Here's my suggestion for standardizing header correction:
A file has two ROM sizes.
- "Header ROM size" is the total of PRG ROM size and CHR ROM size from the header. It is valid only if the file is at least 16 bytes larger than this size.
- "File ROM size" the file size, minus 16 bytes, rounded down to an 8 KiB boundary, and rounded further down to the sum of two powers of two. This may produce a wrong result in the case of a PlayChoice ROM whose CHR ROM is 8 KiB or nonexistent, as it will assume the instruction ROM is part of CHR ROM. But it will produce the correct for the most notable game with a non-power-of-two PRG ROM size, as the total size of Action 52 is still 2 MiB.
A ROM's hash is a size followed by the SHA-1 hash value of the concatenated PRG ROM and CHR ROM data. (SHA-1 is used because NesCartDB offers it. I concede it is insecure against constructed collisions since SHAttered, but it is still secure against preimages.) The header correction tool contains a database of hashes extracted from an XML dump of NesCartDB. This list maps each hash to the correct NES 2.0 header.
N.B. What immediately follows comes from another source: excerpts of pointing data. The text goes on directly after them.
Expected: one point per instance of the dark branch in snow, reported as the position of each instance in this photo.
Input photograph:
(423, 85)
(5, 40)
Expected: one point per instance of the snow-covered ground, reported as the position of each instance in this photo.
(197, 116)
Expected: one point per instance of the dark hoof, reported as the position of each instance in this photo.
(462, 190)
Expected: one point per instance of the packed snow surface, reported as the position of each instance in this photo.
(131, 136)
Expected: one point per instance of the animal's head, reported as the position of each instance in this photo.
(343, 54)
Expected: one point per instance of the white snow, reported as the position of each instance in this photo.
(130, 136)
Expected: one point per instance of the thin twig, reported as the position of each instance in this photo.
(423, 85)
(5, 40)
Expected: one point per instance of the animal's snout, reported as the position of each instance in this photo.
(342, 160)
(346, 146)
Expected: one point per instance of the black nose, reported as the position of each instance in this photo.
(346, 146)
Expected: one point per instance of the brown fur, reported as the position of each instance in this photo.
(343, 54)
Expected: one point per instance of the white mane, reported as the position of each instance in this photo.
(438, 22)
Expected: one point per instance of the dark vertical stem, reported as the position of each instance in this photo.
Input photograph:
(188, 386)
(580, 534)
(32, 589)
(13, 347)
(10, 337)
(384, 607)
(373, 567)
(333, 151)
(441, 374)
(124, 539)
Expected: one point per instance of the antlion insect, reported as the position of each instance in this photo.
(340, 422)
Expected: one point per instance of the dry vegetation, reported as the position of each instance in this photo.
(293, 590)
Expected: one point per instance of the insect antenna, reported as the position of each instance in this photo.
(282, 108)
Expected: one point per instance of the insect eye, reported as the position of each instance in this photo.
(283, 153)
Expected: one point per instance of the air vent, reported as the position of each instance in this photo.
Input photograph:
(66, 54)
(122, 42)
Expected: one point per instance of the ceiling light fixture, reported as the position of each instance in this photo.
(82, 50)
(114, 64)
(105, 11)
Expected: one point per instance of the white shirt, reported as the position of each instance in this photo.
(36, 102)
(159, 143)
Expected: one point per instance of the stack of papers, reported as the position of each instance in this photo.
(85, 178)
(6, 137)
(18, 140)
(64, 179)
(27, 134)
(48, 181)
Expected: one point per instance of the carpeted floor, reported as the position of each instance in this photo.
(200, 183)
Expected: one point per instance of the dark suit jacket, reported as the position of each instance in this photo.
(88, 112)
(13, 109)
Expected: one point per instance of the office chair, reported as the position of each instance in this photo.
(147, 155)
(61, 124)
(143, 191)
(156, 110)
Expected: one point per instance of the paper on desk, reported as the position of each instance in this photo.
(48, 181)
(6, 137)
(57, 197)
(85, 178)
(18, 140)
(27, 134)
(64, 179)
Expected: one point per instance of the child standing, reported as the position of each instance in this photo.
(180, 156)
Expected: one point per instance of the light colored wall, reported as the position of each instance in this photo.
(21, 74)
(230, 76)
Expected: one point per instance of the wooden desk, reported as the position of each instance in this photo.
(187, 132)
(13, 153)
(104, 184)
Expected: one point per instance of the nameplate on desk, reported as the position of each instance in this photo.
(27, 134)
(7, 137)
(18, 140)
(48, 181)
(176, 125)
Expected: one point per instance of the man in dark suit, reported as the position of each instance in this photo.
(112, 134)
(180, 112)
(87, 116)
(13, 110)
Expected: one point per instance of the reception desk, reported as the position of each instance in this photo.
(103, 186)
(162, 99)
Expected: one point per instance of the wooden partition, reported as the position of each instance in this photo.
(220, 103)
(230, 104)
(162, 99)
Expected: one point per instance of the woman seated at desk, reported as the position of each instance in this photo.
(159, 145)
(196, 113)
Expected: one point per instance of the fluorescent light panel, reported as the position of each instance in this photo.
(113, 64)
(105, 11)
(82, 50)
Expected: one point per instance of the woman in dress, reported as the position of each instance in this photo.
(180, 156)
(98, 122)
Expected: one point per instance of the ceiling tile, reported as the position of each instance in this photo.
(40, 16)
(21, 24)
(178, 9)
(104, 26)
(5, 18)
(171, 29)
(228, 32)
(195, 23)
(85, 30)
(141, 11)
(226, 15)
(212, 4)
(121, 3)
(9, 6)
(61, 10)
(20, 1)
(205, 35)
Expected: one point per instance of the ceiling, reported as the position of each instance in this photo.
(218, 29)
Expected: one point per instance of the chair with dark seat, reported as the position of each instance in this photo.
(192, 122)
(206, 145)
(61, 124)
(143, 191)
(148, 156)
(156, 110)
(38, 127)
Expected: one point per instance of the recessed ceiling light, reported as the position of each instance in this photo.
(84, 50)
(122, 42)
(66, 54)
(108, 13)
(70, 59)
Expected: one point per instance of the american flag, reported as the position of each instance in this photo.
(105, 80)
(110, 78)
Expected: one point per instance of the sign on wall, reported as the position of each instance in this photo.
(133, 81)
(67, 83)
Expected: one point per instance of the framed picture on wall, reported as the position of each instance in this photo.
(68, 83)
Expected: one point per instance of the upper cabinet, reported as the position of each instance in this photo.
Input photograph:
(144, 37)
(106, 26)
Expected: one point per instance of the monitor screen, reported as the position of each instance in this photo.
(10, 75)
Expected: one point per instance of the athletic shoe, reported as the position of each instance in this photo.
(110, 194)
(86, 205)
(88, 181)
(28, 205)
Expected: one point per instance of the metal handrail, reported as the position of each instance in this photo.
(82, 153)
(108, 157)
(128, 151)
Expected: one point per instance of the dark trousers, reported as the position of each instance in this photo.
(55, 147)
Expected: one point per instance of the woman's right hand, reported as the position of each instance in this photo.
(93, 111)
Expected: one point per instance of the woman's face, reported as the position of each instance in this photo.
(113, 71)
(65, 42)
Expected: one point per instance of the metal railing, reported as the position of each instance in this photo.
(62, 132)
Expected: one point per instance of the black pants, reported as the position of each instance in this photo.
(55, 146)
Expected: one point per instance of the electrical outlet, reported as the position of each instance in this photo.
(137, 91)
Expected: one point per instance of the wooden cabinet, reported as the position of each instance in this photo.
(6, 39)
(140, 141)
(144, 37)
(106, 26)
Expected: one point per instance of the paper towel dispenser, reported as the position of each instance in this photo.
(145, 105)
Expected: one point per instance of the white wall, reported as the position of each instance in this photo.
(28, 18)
Each entry will thus need 32 bytes: 20 for the hash, and 12 for the header excluding the initial "NES\x1A" (from which the size can be calculated).
The latest dump has 3179
<cartridge> elements; even if I pessimistically assume they're all unique (which they aren't), that's still only 100 KiB.
When attempting to correct a ROM image, the tool calculates its header ROM size and file ROM size. For each distinct valid size, it calculates the hash and compares it to the hashes in the database. If it's found, it returns the header associated with that hash.
If header correction fails to find a hash match, the emulator falls back to the existing iNES or NES 2.0 header. This means homebrew, hacks, obscure games, and the like will still run so long as they already have a valid header. So if you're releasing your own stuff, don't release crap.
If you want, I can make a Python prototype of this algorithm.